Worshippers express a mixture of fear and defiance, rushing into the Chabad Lubavitch World Headquarters in Crown Heights two days after a stabbing spree at a rabbi's house wounded five people.
"Anti-Semitism has never been so bad. It's becoming more and more of an issue. It's crazy," 23-year-old Chaim Kaplan tells AFP after completing his prayers Monday morning.
New York, home to the largest Jewish community outside of Israel, had long been a place where Jews felt safe.
But after Saturday's stabbing frenzy in New York's Rockland County, and a shooting earlier this month at a kosher deli in suburban New York's Jersey City that left six dead, the community is on edge.
"What are you gonna do?" asks Kaplan. "It's never been the Jewish attitude to back off. We've always been persecuted. It is what it is. We gotta fight it with love."
Others echoed his defiant attitude.
"I tell my family to go on and do whatever they have to do, like go to school and go to pray," said Ron Fulop in Brooklyn's Williamsburg neighborhood, also home to a large ultra-Orthodox Jewish community.
"Hiding doesn't help.

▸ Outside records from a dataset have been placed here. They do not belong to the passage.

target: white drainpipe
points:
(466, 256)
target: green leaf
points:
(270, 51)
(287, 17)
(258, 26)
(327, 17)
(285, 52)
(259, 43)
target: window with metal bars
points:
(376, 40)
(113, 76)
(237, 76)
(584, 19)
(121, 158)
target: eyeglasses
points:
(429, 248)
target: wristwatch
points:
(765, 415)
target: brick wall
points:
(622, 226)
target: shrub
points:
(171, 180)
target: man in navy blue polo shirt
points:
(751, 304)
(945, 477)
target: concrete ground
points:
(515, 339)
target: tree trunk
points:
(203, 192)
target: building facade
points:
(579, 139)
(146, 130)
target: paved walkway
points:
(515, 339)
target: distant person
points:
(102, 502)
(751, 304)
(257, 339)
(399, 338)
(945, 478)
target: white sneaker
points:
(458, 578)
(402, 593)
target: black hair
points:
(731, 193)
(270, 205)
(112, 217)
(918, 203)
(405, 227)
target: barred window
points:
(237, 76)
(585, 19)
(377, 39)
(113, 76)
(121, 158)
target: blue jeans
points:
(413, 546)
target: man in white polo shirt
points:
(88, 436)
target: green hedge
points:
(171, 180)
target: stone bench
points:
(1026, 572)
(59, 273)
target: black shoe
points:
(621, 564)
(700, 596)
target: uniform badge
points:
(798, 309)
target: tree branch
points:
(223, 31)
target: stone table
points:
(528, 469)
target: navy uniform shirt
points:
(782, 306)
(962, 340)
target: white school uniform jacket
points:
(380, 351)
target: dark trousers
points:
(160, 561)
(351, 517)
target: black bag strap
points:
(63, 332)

The main thing is we pray to God that we be safe," the 40-year-old told AFP.
New York Mayor Bill de Blasio announced a series of measures to tackle what he called an anti-Semitism "crisis" sweeping the United States.
"It has taken a more and more violent form," de Blasio told NPR, adding that the "forces of hate have been unleashed."
De Blasio's remarks came after Grafton Thomas, 37, allegedly entered Rabbi Chaim Rottenberg's house during Saturday evening Hanukkah celebrations and stabbed several people with a machete before fleeing.
On Monday authorities charged Thomas with federal hate crime charges, in addition to five counts of attempted murder laid after the attack.